After Gaddafi, Libyans still prefer one-man rule

After Gaddafi, Libyans still prefer one-man rule

Despite the deposition and assassination of Col Muammar Gaddafi, the first ever National Survey of Libya suggests that people in the country still prefer one-man-rule over alternatives like democracy.

The publication of the survey conducted partly by the University of Oxford coincides with the anniversary of the first protests triggered by rebel forces against Gaddafi, a university release said.

Despite the protests and eventual killing of Gaddafi, the survey reveals that 35 per cent would still like a strong leader or leaders for the country in five years’ time.

Only 29 per cent of those surveyed said they would prefer to live in a democracy.

However, 69 per cent of the over 2000 respondents also insisted that ordinary citizens should have a say in how the country should develop.

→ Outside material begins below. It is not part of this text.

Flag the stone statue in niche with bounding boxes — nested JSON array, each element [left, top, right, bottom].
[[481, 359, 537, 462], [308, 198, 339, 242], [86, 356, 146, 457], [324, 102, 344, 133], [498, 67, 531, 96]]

The face-to-face survey of a nationally representative sample of the population was conducted between December 2011 and January 2012 in a joint research project by the Institute of Human Sciences at the University of Oxford and Oxford Research International, a private research organisation, in association with the University of Benghazi.

It finds that the Libyan population is largely optimistic about the future with up to 8 out of 10 people expecting improvements in their personal lives, economic circumstances and their country, the release added.

Despite this apparent optimism, 16 per cent of those surveyed said they were ready to resort to violence for political ends. This would mean that around 630,000 people were potential fighters, in addition to the 280,000 who previously took up arms.

There is already a plan for elections being held in Libya with some suggesting they could take place in mid 2012.

The survey suggests that most people in Libya distrust political parties with respondents giving them only 27 per cent of the maximum trust rating for institutions.

The most trusted institution was Libya's National Transitional Council (NTC), which received 81 per cent of the maximum trust from respondents overall.

Put in a position to spend 100 million Dinars, most Libyans said they would put health at the top of their list of priorities, providing it with an average of 34 per cent of the total budget, the release said.

Education would receive an average of 27 per cent of the total budget while, perhaps surprisingly, environmental improvements such as tree planting would be given an average eight per cent of the total budget, according to the survey.

Andrew Gosler from the Institute of Human Sciences at the University of Oxford said: "The first National Survey holds many surprises for the world on what the Libyan people want following decades of autocratic rule under the Gaddafi regime. It reveals that there is a great deal of optimism amongst the population about the future of their country.

"When asked about their spending priorities, health and education came top as you might expect, but the Libyans also seem surprisingly ready to do more on the environment where there is universal concern across all political divides."